We carefully disregard the erroneous character of ideas we like. Abolitionists were denounced for the error of their ways, their failure to recognize that slavery was unambiguously endorsed by the Bible. These self-same persons now tell us that the entire LGBTQ community is to be damned as an abomination before God, even as they eat shellfish, shave their chin whiskers, wear clothes of more than one thread, and happily eat at MacDonald’s on a Sunday. (Evidently, they have the special Bible with all of the secret footnotes where God says, “Ha, ha, ha! I was only kidding when I said those other things!”) More than a few persons of sincere, and well-educated, religious conviction have found the justifications for liberty in the Bible that others would denounce as errors. (It should be recalled that the American Civil Rights movement of the 1950’s – 1960’s was overwhelmingly religious in nature. Secularists participated, but they did not lead, nor did they provide the philosophical underpinnings of the movement.)

These deviations, disruptions, errors – creative advances – occurred in defiance of the established norms. The author Samuel R. Delany in one of his stories (I forget which one – my wood-pulp collection is in storage) said that the most important members of any society are its artists and criminals, for these are the only people who are in a position to challenge that society’s assumptions. These are the people who err; these are the people who create. (Recall that the people who operated the underground railroad, who smuggled Jews out of Nazi controlled lands, were criminals.)

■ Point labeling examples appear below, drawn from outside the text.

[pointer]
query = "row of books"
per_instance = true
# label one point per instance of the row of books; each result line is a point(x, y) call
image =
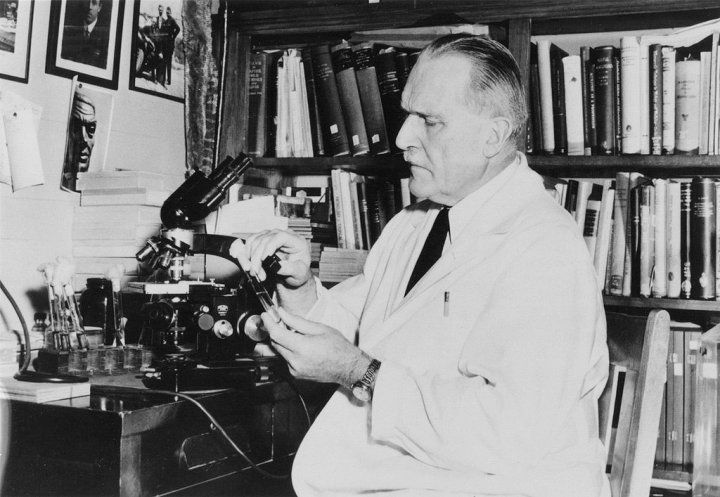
point(649, 237)
point(651, 95)
point(326, 100)
point(362, 206)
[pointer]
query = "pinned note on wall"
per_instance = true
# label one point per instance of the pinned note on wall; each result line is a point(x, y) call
point(20, 161)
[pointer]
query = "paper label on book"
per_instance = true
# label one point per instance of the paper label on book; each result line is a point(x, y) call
point(709, 370)
point(678, 369)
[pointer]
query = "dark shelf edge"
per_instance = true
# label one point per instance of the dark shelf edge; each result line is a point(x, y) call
point(653, 303)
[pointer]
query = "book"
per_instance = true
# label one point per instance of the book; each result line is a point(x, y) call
point(702, 238)
point(592, 217)
point(605, 98)
point(687, 107)
point(343, 65)
point(668, 55)
point(672, 230)
point(371, 99)
point(630, 87)
point(124, 196)
point(335, 135)
point(656, 98)
point(125, 178)
point(313, 106)
point(558, 95)
point(390, 93)
point(620, 216)
point(546, 96)
point(13, 389)
point(601, 254)
point(258, 81)
point(659, 272)
point(589, 114)
point(685, 240)
point(572, 80)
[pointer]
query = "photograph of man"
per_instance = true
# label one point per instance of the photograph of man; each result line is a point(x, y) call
point(86, 32)
point(169, 31)
point(80, 140)
point(471, 351)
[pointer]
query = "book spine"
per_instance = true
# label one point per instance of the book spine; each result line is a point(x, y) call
point(257, 108)
point(402, 64)
point(659, 273)
point(573, 105)
point(546, 96)
point(588, 123)
point(687, 107)
point(558, 100)
point(602, 247)
point(605, 99)
point(370, 100)
point(668, 54)
point(342, 59)
point(338, 208)
point(314, 109)
point(644, 99)
point(331, 117)
point(646, 239)
point(390, 94)
point(630, 88)
point(656, 102)
point(592, 218)
point(685, 240)
point(674, 264)
point(704, 125)
point(702, 239)
point(635, 207)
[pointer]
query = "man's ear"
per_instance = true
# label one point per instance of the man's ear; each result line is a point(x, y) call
point(498, 135)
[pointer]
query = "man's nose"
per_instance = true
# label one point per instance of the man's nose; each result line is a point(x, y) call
point(406, 136)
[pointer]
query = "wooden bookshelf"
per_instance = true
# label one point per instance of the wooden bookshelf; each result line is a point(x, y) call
point(669, 304)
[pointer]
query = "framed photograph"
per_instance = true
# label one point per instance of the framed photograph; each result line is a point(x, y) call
point(15, 34)
point(88, 132)
point(157, 64)
point(84, 40)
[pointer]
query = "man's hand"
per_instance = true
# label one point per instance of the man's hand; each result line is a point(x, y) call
point(293, 251)
point(314, 351)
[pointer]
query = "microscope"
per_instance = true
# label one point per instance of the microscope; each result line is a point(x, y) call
point(202, 334)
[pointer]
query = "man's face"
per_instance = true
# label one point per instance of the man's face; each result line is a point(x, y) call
point(443, 137)
point(93, 9)
point(82, 134)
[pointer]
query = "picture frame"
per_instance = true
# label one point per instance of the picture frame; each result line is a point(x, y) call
point(15, 35)
point(92, 52)
point(155, 43)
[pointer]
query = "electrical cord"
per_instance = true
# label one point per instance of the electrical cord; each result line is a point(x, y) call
point(218, 426)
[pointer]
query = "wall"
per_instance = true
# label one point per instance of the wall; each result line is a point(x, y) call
point(147, 133)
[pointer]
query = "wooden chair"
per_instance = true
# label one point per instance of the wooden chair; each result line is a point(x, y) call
point(629, 409)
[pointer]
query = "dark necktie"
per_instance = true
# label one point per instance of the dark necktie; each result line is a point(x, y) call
point(432, 250)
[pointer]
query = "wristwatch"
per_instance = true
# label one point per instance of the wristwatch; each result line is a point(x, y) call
point(362, 389)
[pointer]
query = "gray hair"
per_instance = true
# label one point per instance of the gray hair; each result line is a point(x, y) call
point(494, 78)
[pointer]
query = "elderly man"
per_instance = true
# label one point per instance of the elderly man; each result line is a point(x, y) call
point(470, 353)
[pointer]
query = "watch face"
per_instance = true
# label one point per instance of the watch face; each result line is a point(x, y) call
point(362, 393)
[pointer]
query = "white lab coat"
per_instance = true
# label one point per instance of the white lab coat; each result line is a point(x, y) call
point(493, 393)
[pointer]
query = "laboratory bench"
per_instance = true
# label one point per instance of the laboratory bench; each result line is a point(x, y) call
point(123, 440)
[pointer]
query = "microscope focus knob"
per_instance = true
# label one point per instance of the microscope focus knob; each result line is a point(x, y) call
point(223, 329)
point(205, 321)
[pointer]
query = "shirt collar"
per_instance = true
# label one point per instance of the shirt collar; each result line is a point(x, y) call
point(461, 213)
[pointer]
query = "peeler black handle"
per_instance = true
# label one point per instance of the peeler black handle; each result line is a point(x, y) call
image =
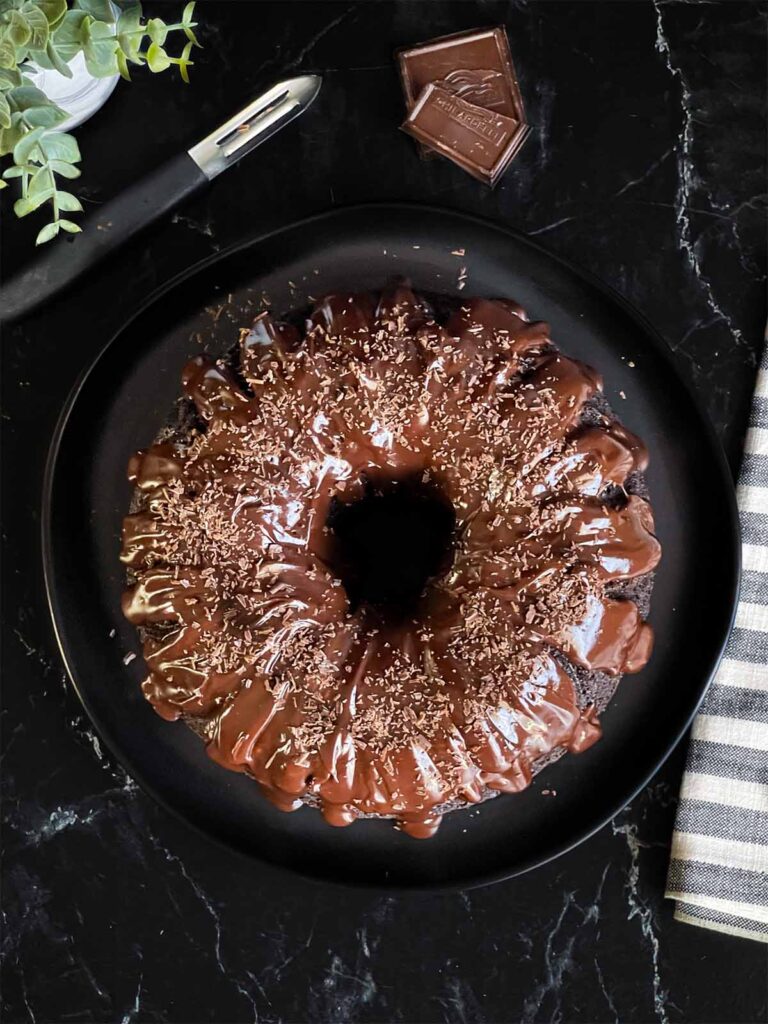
point(116, 222)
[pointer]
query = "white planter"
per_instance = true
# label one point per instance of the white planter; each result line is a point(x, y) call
point(80, 95)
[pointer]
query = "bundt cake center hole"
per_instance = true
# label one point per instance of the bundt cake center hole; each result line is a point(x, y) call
point(390, 543)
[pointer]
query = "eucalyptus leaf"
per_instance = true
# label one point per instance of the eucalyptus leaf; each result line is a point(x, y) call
point(184, 62)
point(47, 232)
point(157, 58)
point(130, 18)
point(9, 137)
point(67, 37)
point(54, 10)
point(157, 30)
point(123, 65)
point(28, 204)
point(57, 62)
point(60, 145)
point(7, 54)
point(99, 9)
point(50, 34)
point(40, 183)
point(17, 30)
point(27, 145)
point(100, 48)
point(38, 24)
point(68, 202)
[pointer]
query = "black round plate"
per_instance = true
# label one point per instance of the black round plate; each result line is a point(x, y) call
point(125, 397)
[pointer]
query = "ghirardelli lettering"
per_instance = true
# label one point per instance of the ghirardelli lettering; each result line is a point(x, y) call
point(482, 124)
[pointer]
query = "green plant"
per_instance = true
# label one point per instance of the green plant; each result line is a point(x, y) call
point(50, 33)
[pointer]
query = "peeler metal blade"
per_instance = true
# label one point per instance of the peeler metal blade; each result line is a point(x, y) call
point(254, 124)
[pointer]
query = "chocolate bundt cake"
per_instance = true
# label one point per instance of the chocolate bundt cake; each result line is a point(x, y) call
point(394, 562)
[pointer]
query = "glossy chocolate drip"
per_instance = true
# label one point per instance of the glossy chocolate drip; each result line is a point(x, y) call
point(235, 560)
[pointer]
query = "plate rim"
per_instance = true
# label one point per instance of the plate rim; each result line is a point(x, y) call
point(662, 348)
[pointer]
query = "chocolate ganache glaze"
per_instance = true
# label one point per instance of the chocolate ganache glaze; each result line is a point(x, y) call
point(388, 567)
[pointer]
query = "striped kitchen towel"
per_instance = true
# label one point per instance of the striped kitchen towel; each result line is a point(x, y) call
point(719, 871)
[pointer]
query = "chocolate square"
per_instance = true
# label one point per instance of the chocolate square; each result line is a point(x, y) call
point(475, 67)
point(479, 140)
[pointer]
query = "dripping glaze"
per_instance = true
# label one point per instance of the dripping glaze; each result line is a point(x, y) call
point(249, 632)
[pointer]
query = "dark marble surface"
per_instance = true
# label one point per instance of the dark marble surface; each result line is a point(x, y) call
point(647, 166)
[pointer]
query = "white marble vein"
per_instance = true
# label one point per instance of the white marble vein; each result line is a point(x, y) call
point(639, 908)
point(687, 179)
point(558, 963)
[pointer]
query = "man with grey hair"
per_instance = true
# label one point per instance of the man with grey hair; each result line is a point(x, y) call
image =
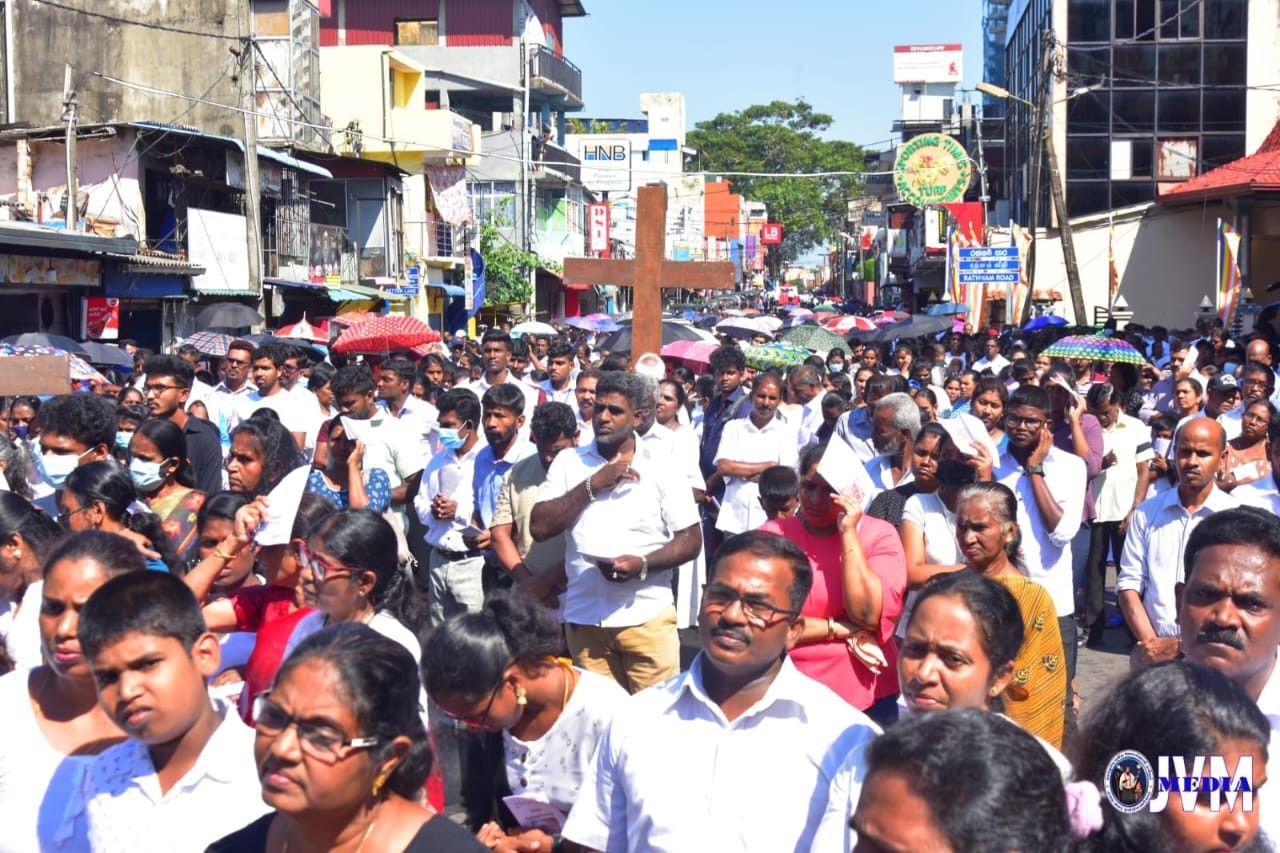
point(895, 423)
point(630, 518)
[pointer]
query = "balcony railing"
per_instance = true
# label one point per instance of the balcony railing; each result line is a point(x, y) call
point(548, 71)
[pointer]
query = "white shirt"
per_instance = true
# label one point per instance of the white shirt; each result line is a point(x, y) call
point(620, 521)
point(1047, 553)
point(673, 775)
point(1114, 487)
point(451, 475)
point(35, 779)
point(120, 806)
point(1152, 560)
point(743, 442)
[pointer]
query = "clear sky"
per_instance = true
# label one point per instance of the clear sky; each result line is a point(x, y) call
point(726, 55)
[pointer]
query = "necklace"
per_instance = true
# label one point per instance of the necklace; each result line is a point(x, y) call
point(284, 848)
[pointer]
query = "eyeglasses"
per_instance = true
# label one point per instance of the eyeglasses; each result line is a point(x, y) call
point(319, 569)
point(158, 388)
point(319, 740)
point(758, 611)
point(478, 723)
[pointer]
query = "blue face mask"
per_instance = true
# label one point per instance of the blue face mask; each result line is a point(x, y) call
point(146, 475)
point(55, 468)
point(451, 439)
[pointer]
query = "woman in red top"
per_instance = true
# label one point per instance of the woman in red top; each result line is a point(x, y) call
point(859, 575)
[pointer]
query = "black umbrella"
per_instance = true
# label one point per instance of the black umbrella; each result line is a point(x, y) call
point(620, 341)
point(46, 340)
point(227, 315)
point(106, 354)
point(913, 328)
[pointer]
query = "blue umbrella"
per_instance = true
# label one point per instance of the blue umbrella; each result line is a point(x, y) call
point(1043, 322)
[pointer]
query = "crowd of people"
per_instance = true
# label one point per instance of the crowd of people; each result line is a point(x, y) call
point(433, 600)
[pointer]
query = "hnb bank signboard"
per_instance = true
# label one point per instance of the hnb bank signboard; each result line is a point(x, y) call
point(606, 163)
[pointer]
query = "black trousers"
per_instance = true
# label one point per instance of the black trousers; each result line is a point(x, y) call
point(1105, 538)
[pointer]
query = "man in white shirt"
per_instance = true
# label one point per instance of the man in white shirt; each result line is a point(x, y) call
point(394, 396)
point(558, 384)
point(444, 506)
point(991, 359)
point(1050, 484)
point(895, 422)
point(1157, 536)
point(629, 518)
point(1229, 615)
point(268, 365)
point(743, 698)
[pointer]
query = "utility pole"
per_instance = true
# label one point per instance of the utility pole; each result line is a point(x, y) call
point(252, 188)
point(69, 105)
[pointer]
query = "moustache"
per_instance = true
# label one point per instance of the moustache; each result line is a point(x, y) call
point(1224, 635)
point(737, 633)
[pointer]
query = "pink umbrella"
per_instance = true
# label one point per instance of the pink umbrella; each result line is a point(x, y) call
point(850, 323)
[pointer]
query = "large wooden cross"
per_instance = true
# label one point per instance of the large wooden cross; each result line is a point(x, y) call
point(649, 272)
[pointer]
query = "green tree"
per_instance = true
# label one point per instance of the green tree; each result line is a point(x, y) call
point(784, 137)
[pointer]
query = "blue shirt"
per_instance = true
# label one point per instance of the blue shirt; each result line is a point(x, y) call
point(489, 474)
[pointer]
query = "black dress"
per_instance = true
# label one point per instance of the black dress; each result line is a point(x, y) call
point(438, 835)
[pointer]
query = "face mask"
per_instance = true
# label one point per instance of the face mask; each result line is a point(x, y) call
point(55, 468)
point(451, 439)
point(146, 475)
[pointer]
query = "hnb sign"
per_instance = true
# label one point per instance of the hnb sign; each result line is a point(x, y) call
point(606, 163)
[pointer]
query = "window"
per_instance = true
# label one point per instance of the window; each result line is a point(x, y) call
point(425, 31)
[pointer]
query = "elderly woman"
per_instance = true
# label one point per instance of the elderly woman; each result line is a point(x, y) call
point(343, 755)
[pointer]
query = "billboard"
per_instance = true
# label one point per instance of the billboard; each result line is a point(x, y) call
point(928, 63)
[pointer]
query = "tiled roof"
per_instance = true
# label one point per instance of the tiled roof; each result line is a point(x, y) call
point(1257, 172)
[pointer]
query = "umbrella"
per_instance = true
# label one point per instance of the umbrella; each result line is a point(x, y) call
point(694, 354)
point(1095, 347)
point(620, 341)
point(1043, 322)
point(106, 354)
point(81, 373)
point(775, 355)
point(214, 343)
point(385, 333)
point(744, 327)
point(849, 323)
point(534, 327)
point(306, 332)
point(947, 309)
point(913, 328)
point(59, 342)
point(813, 337)
point(227, 315)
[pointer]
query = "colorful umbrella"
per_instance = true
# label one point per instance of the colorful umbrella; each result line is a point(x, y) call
point(775, 355)
point(82, 375)
point(1095, 347)
point(813, 337)
point(306, 332)
point(385, 333)
point(849, 323)
point(694, 354)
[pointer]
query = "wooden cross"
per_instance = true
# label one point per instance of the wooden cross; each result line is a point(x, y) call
point(649, 273)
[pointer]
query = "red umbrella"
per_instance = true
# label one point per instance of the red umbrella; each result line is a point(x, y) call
point(385, 333)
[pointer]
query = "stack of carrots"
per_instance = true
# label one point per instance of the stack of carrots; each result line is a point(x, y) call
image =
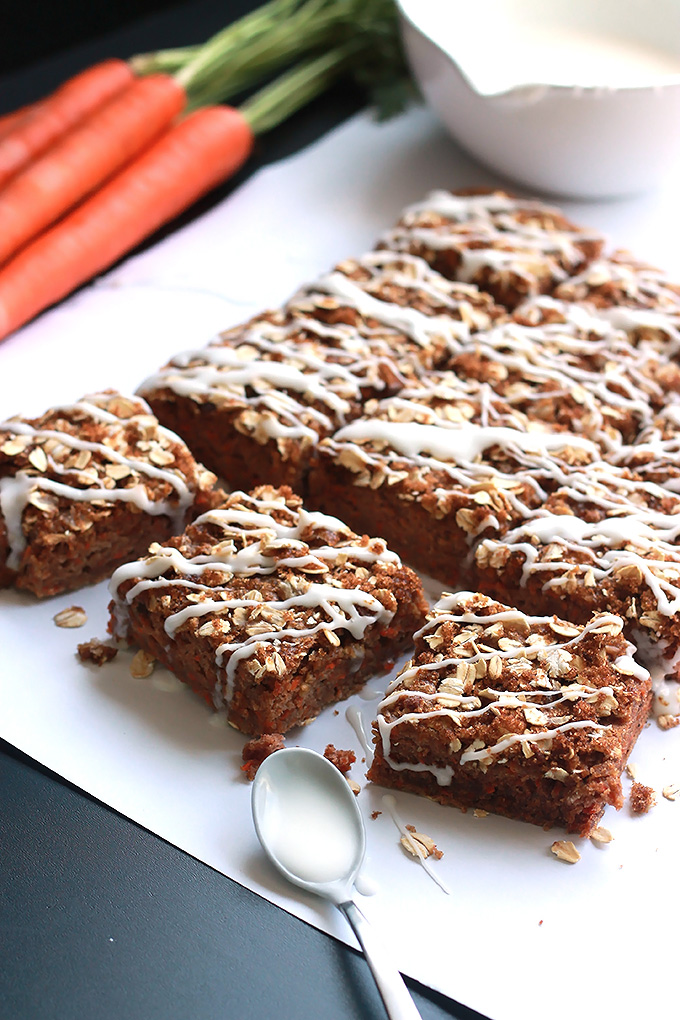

Creating something new – genuinely new – is always disruptive, and invariably unpopular. It is worth closing on a few obvious, but seldom enough mentioned, points: being new is not the same as being right, and being unpopular is not evidence of being new, of being creative. There is hardly anything more fatuous and tedious then anti-vaccine arguments or climate change denialism. Genuinely new ideas are hard to find, so finding a genuinely “unpopular” idea (that is, one that is not widely entertained by the populous) is a rather trickier proposition than one might initially suppose. But creation occurs on the cusp of the disruptive, of the wrong, of “error.” And that is never a popular place to be.